Tebas told the Guardian in January that he was “going to try” to halt the new competition and he has been joined by the European members of the players’ union, Fifpro, who started legal action against Fifa in June. There are serious concerns about its potential effect on player welfare, which will not have been alleviated by some of the evident fatigue at Euro 2024, and a can of worms may be opened if the case reaches trial. Some of the questions asked by the unions refer to football’s broader governance and the potential for unilateral decisions about the calendar to violate competition law. It is far more than a debate about fixture lists.

The clubs will be looking on keenly: particularly those who, while slated to participate next summer, are nonplussed by the prizes on offer. While Carlo Ancelotti was quickly whipped into line after saying Real Madrid would not find the economic benefits worthwhile, he was not simply saying the first thought that popped into his head. Madrid are not the only club wondering whether Fifa, which has thus far failed to strike a deal for the competition’s global media rights, can find sufficient incentive for them to book their transatlantic flights.

This matters because, as one country’s football federation president resignedly opined in the Adlon Kempinski, the elite are hellbent on going wherever the money is. If Fifa cannot offer it, might somebody be tempted to test the Madrid commercial court’s recent ruling that football’s authorities had “abused their dominant position” when the Super League project reared its head back in 2021? That day may appear far off to the naked eye but Uefa, already confronted with Infantino’s attempt to upstage the Champions League, faces a more consequential battle to control its increasingly powerful clubs.

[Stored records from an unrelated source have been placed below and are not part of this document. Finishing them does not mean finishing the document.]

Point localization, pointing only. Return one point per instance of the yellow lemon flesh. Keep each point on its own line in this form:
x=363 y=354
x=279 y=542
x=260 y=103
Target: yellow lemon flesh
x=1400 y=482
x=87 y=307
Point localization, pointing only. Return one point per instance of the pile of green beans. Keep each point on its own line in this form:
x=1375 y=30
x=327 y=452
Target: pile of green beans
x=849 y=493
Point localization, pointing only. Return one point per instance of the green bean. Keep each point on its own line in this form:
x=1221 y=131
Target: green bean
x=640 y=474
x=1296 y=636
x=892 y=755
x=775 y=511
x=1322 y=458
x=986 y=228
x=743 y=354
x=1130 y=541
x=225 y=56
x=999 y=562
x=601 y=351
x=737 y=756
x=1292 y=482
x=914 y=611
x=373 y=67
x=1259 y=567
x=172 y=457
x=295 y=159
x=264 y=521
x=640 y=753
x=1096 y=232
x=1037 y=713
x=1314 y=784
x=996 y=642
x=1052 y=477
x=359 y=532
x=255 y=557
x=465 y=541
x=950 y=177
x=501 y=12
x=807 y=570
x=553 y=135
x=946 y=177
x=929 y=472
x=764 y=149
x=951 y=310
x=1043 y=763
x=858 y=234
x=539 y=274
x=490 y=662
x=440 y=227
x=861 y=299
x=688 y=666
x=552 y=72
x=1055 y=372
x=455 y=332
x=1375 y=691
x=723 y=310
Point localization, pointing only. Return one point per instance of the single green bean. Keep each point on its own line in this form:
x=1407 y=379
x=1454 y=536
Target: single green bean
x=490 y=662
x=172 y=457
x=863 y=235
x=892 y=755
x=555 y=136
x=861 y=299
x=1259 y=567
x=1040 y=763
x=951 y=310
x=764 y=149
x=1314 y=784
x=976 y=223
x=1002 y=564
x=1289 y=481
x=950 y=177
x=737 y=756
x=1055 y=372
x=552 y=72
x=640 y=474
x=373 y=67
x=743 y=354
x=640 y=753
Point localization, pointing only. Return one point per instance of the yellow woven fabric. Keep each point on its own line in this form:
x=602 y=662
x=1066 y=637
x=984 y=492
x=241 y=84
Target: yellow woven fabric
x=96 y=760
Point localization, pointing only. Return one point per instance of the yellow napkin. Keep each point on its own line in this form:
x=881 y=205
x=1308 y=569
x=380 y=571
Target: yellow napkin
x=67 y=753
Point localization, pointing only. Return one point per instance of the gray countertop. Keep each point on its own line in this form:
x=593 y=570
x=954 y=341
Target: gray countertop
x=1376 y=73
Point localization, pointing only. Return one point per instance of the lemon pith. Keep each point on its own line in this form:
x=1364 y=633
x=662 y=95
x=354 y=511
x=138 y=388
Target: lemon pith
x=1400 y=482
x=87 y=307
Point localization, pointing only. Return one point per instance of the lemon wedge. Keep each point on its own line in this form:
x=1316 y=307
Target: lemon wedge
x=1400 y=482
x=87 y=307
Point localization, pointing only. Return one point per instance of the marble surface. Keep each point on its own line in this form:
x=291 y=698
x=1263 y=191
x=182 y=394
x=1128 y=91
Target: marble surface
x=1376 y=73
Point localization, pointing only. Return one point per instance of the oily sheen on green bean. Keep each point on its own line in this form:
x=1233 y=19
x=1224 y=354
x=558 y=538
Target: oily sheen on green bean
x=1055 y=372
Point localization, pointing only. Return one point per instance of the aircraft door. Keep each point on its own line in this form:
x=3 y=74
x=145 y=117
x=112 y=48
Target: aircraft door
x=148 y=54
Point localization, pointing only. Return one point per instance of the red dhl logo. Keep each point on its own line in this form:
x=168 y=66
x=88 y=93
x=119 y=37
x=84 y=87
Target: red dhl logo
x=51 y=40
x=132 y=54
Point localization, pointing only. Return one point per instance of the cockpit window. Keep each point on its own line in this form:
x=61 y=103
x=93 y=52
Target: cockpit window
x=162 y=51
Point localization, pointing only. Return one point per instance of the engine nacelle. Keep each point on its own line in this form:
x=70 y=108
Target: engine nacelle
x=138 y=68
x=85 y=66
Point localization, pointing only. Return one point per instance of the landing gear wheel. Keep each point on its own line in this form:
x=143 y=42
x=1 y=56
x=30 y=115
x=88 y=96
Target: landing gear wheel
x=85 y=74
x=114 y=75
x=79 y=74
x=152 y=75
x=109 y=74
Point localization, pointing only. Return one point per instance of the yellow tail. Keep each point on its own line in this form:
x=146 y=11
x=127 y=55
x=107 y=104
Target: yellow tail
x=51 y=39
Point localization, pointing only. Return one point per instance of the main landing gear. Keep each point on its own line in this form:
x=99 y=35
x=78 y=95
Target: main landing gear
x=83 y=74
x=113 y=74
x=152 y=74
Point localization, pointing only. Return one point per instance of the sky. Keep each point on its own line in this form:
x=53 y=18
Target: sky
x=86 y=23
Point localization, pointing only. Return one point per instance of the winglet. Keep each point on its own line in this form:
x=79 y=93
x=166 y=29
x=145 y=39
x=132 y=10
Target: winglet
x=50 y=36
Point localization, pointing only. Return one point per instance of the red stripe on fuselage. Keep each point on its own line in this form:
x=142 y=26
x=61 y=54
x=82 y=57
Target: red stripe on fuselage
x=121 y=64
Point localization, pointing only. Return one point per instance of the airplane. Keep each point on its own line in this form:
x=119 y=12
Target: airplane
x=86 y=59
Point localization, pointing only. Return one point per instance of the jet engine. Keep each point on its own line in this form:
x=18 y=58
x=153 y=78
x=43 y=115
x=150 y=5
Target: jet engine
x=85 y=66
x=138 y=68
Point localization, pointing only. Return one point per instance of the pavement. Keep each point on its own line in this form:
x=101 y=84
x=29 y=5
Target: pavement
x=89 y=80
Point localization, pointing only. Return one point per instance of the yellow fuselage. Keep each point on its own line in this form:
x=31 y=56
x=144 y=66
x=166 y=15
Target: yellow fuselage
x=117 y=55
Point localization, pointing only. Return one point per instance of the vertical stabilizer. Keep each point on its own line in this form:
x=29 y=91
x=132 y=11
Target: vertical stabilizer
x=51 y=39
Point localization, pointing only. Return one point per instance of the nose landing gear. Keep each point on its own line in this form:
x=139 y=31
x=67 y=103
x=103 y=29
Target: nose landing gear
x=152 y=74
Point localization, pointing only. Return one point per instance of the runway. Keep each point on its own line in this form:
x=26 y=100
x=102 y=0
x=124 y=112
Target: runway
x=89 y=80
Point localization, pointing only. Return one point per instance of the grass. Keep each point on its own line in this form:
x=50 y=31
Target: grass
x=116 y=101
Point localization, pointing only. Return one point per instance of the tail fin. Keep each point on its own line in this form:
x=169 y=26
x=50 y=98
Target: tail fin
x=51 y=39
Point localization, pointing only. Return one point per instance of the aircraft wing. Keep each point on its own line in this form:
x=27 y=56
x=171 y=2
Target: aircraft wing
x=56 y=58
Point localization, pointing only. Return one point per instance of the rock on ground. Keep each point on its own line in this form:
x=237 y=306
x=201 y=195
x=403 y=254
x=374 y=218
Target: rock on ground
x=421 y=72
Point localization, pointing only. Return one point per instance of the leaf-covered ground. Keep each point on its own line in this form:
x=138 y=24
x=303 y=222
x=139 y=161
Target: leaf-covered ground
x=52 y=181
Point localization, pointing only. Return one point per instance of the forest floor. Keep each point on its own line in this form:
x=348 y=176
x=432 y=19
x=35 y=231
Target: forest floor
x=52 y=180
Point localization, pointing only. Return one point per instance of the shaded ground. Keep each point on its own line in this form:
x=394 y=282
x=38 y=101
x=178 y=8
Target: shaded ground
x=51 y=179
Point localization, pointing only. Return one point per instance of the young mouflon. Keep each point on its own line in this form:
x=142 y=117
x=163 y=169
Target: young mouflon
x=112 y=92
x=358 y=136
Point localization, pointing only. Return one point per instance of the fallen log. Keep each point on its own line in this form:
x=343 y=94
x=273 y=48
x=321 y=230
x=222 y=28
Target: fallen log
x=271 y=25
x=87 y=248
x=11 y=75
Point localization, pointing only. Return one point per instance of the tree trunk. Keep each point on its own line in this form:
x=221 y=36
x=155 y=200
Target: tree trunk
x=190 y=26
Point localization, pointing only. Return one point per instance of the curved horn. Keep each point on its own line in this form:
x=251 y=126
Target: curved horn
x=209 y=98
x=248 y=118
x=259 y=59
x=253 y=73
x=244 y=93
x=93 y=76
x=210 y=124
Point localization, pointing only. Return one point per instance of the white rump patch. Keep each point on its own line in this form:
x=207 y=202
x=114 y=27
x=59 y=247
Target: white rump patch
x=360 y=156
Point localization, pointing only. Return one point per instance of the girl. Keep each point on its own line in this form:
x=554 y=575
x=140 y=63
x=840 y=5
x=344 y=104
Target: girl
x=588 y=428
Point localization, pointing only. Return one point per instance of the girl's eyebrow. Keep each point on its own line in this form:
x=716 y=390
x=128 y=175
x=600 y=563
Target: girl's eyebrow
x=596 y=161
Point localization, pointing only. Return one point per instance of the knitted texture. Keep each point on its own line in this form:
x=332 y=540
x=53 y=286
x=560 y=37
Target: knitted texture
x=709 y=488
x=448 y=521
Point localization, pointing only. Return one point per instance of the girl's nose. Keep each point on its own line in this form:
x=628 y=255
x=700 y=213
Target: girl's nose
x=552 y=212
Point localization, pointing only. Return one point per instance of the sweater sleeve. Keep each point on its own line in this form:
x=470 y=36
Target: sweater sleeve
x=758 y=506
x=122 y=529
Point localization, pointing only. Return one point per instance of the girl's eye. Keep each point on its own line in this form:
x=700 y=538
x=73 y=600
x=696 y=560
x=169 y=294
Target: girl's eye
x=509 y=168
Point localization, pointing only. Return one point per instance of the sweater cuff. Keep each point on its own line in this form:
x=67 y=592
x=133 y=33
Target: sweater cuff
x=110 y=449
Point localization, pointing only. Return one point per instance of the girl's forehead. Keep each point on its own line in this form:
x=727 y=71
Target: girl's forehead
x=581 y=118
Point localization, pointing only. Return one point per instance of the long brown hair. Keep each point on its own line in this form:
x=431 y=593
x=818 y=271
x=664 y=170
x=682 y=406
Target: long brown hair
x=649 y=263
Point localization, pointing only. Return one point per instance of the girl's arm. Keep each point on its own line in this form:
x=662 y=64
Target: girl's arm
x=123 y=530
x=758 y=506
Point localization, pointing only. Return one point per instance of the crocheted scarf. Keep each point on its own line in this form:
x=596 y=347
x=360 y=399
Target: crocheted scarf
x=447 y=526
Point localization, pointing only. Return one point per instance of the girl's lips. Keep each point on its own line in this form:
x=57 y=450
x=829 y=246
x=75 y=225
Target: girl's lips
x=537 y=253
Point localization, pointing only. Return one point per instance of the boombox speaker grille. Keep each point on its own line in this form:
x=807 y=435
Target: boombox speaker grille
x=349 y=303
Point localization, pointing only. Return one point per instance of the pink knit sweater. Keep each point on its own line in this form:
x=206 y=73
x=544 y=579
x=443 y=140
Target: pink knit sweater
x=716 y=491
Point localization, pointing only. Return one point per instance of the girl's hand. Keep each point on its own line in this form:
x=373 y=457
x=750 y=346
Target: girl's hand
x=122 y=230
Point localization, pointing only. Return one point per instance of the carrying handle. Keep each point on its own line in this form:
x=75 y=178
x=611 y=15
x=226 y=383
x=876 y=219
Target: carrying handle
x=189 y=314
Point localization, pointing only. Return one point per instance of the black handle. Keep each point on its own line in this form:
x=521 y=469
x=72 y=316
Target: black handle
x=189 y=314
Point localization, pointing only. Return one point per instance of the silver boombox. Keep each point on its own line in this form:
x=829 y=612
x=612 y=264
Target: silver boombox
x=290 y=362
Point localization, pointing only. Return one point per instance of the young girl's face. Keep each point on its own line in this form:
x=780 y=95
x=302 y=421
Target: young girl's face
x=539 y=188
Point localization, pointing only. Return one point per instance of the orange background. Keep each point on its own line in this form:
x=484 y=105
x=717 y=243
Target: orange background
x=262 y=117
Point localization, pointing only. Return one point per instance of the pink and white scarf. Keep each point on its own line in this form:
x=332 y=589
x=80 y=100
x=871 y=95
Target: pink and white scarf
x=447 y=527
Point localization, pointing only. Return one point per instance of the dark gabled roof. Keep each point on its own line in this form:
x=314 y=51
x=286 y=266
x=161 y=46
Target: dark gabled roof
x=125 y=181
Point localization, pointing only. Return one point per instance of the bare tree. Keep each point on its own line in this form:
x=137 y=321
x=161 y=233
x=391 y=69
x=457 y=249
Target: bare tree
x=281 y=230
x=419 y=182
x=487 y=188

The new Champions League format, which will begin in September, promises those organisations some of the cash they want and bloats the calendar further with at least two additional games per team in the group stage. Uefa needs it to be a success and there is widespread acknowledgment that the general public, at this point, have little idea of how the “Swiss system” works. In an age of short attention spans it is a natural worry. While plenty of senior figures in European football are happy with the model, others wonder out loud whether it is a transition point to a different format from 2027. Is it inconceivable that we land on, to summon a hypothetical example, a 32-team event whose places are at least to some degree decided by performance in the previous three-year cycle?

Nobody knows who would be around to oversee that process. Aleksander Ceferin, the Uefa president, announced in February that he will not run for a further term when the next election comes around in three years. Ceferin is thought to remain of that mind but a number of close allies, representing smaller and medium-sized countries in particular, would like him to backtrack.

Were Ceferin to run again he could quite conceivably do so unchallenged; incumbents are rarely deposed and there is no obvious alternative who would command a groundswell. Should he stick to his word, the field would be open. Perhaps somebody with a playing background such as Andriy Shevchenko, who has made a positive impression in his early months heading up Ukraine’s federation, could turn heads if tempted to stake a claim.

It all adds up to a medium-term picture fraught with instability and powerful competing interests. Uefa’s leadership is content with the image its flagship event has presented over the past four and a half weeks and overall it deserves to be. But, as its invitees filed out along the red carpet and on to their shuttle services for Olympiastadion’s gala event, it was hard not to think of the rockier road that lies ahead.